Let us pair two people \(a\) and \(b\) such that the first person \(a\) meets is \(b\) and vice versa (that is, Person \(i\) and \(i+1\) when they do actions of Type \(2\) and \(1\), respectively).
Then, we can prove that we can ignore the scenario where there are two consecutive people that are not paired. At this point, we can solve the problem with one-dimensional dynamic programming in \(O(N)\) time.

Below is the proof of the above fact.

In the figure below, the horizontal axis is the number line, and the vertical axis corresponds to time.
Green, red, purple, and yellow points and lines represent parts of the actions of People \(i - 1, i, i + 1, i + 2\), respectively.
Here, we assume both People \(i\) and \(i + 1\) are unpaired.
If Person \(i - 1\) is of Type \(1\), the green line represents their path after meeting Person \(i - 2\) and turning around. The yellow line represents the path of Person \(i + 2\) similarly, though it is horizontally flipped.

We have assumed that both People \(i\) and \(i + 1\) are unpaired, so we can see that the situation here requires the party to be held until the time at the blue point, as follows:

• If People \(i\) and \(i + 1\) are of Type \(1\) and \(1\), respectively: People \(i + 1\) and \(i + 2\) will meet at the blue point.
• If People \(i\) and \(i + 1\) are of Type \(1\) and \(2\), respectively: People \(i\) and \(i + 1\) will meet at the blue point.
• If People \(i\) and \(i + 1\) are of Type \(2\) and \(2\), respectively: People \(i - 1\) and \(i\) will meet at the blue point.
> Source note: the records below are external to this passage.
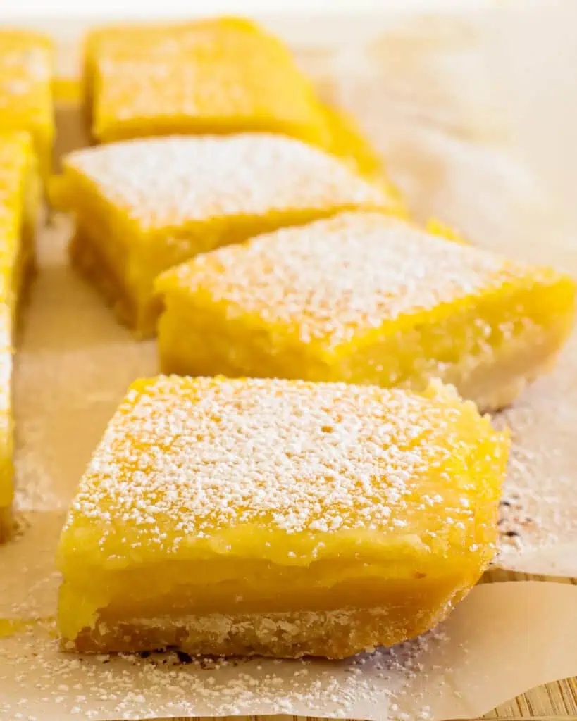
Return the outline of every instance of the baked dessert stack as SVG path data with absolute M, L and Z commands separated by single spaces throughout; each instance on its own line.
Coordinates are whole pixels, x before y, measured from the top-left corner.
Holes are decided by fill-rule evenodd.
M 552 362 L 573 281 L 407 221 L 252 23 L 96 31 L 86 95 L 72 260 L 137 336 L 162 314 L 182 375 L 133 384 L 81 480 L 63 647 L 340 658 L 430 629 L 495 552 L 508 440 L 472 401 Z
M 62 533 L 63 647 L 340 658 L 412 637 L 490 560 L 507 448 L 440 385 L 138 381 Z

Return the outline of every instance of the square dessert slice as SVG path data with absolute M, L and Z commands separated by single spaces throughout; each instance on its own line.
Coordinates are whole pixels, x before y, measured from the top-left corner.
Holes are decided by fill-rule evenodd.
M 247 19 L 97 29 L 84 77 L 100 142 L 255 131 L 325 141 L 311 83 L 283 43 Z
M 261 133 L 80 150 L 65 161 L 63 188 L 76 216 L 73 262 L 141 336 L 154 332 L 153 282 L 167 268 L 258 232 L 395 204 L 322 151 Z
M 415 636 L 493 557 L 507 454 L 440 384 L 137 381 L 62 531 L 63 647 L 341 658 Z
M 167 271 L 163 372 L 454 384 L 508 404 L 555 358 L 575 283 L 378 213 L 345 213 Z
M 45 180 L 54 140 L 53 55 L 52 41 L 44 35 L 0 29 L 0 131 L 31 134 Z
On the other hand, if we pair People \(i\) and \(i + 1\) here (that is, make them of Type \(2\) and \(1\), respectively), the situation here requires the party to be held until the time earlier than the blue point.
Thus, it is not disadvantageous for us to pair two consecutive people that are unpaired. By repeatedly pairing such people, we can reach a situation without disadvantage where there is at most one person between a pair and the next pair.